Wednesday, 28 July 2021

Shoppers enjoy Christmas celebration

MORE than 1,000 people attended Goring’s annual late-night shopping festival on Friday last week.

MORE than 1,000 people attended Goring’s annual late-night shopping festival on Friday last week.

Retailers in High Street stayed open until 8pm and gave away festive treats while community groups ran information stalls and a Christmas tree in Rectory Gardens was lit up.

The ceremony was conducted at 6pm by singer Chris Russell, of rock band The Lightyears, who grew up in Goring and played his first gig at the village hall.

Scores of people gathered as he performed Santa Claus Is Coming To Town and Kirsty MacColl and The Pogues’ Fairytale of New York on acoustic guitar.

He also signed copies of his debut novel Mockstars, which was inspired by his own career as a professional touring musician.

The crowd then sang carols accompanied by singers from several Goring choirs, who were conducted by villager Janet Pound. A collection was taken for the Sue Ryder hospice in Nettlebed.

Goring Village Butchers in The Arcade ran a barbecue and the neighbouring Chef King Chinese restaurant ran a buffet.

A festive fancy dress competition for dogs and cats was held at Goring Vets and visitors could take a guided tour. Youngsters were shown how to measure an animal’s breathing using an oximeter which was attached to a cuddly toy dog.

Children were also given a bingo card and encouraged to visit each shop to collect a stamp. Those who completed their card were given sweets.

Firefighters from the village fire station had their engine on display and a family games night was held at Goring Free Church and Goring scouts sang carols at The Arcade.

Father Christmas was walking around greeting children and collected about £100 for charity.

Nigel Levy, who runs the butcher’s with his wife Christine, said: “It was quite a fruitful evening. The barbecue was popular and we took a few Christmas orders too.

“This is only our second year but it was definitely busier than last time. I think the milder weather encouraged a few more people to come out.”

The Goring Grocer, a delicatessen which opened at the former Art@Goring premises last month, offered cheese tastings.

Co-owner Stuart Pierrepont said: “We were busy all evening, which was great for us as a new business.”

Billy McNamee, of office supplier Swift Ink, said: “We had loads of people coming in right up until closing time.
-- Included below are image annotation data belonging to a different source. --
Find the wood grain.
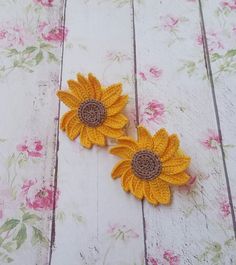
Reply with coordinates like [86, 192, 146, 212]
[52, 0, 144, 265]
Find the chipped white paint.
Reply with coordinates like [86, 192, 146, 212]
[0, 0, 236, 265]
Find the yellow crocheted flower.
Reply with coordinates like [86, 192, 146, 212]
[110, 126, 190, 205]
[57, 74, 128, 148]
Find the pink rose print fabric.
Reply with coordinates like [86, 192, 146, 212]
[201, 129, 221, 150]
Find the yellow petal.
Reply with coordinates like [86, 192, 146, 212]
[97, 125, 124, 139]
[87, 127, 106, 146]
[77, 73, 95, 98]
[103, 113, 128, 129]
[111, 160, 131, 179]
[138, 126, 153, 149]
[107, 95, 128, 116]
[159, 172, 190, 186]
[88, 73, 102, 100]
[161, 134, 179, 162]
[118, 136, 138, 151]
[67, 80, 85, 102]
[57, 90, 80, 109]
[162, 157, 190, 175]
[143, 181, 158, 205]
[153, 129, 169, 156]
[80, 126, 92, 148]
[150, 178, 171, 204]
[109, 145, 134, 159]
[130, 177, 144, 200]
[66, 115, 82, 141]
[121, 169, 134, 191]
[101, 83, 122, 107]
[60, 110, 77, 131]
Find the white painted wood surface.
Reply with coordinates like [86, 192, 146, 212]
[0, 0, 236, 265]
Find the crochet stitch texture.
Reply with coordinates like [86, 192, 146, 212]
[110, 126, 190, 205]
[57, 73, 128, 148]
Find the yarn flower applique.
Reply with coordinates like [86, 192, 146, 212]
[110, 126, 190, 205]
[57, 74, 128, 148]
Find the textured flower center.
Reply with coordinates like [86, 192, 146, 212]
[78, 99, 107, 127]
[131, 150, 162, 180]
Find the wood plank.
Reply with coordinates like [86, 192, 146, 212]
[52, 0, 144, 265]
[135, 0, 236, 265]
[199, 1, 236, 237]
[0, 0, 63, 265]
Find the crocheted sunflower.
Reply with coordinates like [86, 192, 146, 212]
[110, 126, 190, 205]
[57, 74, 128, 148]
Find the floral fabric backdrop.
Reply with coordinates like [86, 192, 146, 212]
[0, 0, 236, 265]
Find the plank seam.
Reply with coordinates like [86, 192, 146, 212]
[198, 0, 236, 239]
[131, 0, 148, 265]
[48, 0, 67, 265]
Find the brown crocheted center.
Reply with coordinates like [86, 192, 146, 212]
[131, 150, 162, 180]
[78, 99, 107, 127]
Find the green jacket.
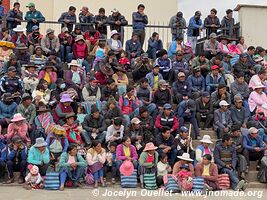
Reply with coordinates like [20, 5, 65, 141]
[139, 151, 159, 168]
[59, 152, 87, 167]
It helped that we were near the barbecue, which had a massive queue.”

Mary Galer, who runs the Miller of Mansfield with her husband Nick, said: “We were absolutely rammed. There was a lovely atmosphere, especially once the tree had gone up."

The late-night shopping was organised by Jeanne Hunter, who owns the Inspiration gift shop in The Arcade.
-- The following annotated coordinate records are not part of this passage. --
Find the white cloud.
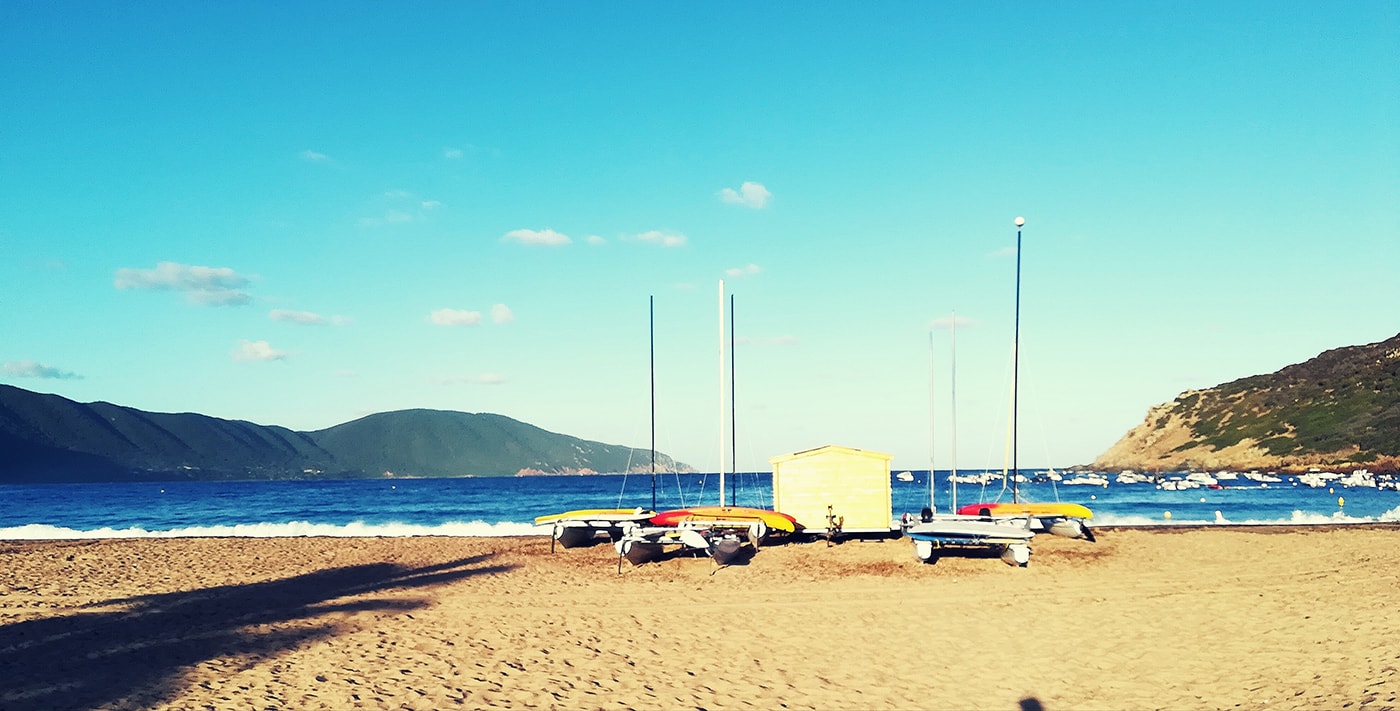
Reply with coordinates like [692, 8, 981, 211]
[501, 228, 573, 246]
[112, 262, 252, 307]
[0, 361, 83, 381]
[491, 304, 515, 323]
[428, 308, 482, 326]
[437, 372, 505, 385]
[720, 181, 773, 210]
[231, 340, 287, 362]
[267, 308, 350, 326]
[360, 210, 414, 227]
[633, 230, 686, 246]
[928, 314, 977, 330]
[734, 336, 797, 346]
She said: “We try to give the night a real community focus so it’s more about bringing people together than shops making money.

“Goring has a lot of independent businesses and it’s a chance for them to greet customers and thank them for their support over the year.
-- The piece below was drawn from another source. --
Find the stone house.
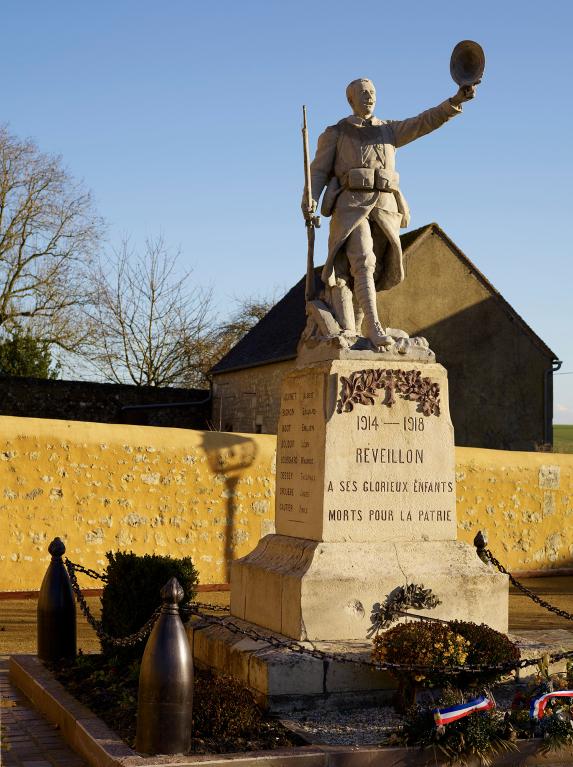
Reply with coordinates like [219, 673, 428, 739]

“We don’t advertise it very widely but everyone knows about it and wants to come. It has become a tradition that everyone appreciates.

“The retailers said they were very happy with the turnout. It’s good marketing for them and a lovely way to kick off Christmas.

“It was a really busy evening but the people who came were mostly Goring residents so it was quite an intimate gathering.

“I’ve been running it for a few years and it’s always pretty easy because everyone is keen to take part.”

The Goring Gap Business Network organised the tree lighting and the tree was sponsored by Nelson Rogers, who owns Rogers Fencing in Crays Pond.

Dawn Roberts, who co-chairs the business network, said: “The Christmas switch-on proved a marvellous way to start the season. Everyone really enjoyed Chris Russell’s performance and the carol singing.

“We are indebted to a number of other people for their assistance, not least all the local men who were dragged off the street or from local shops and pubs to help lift the tree into its plinth. It was a real feat of muscularity!”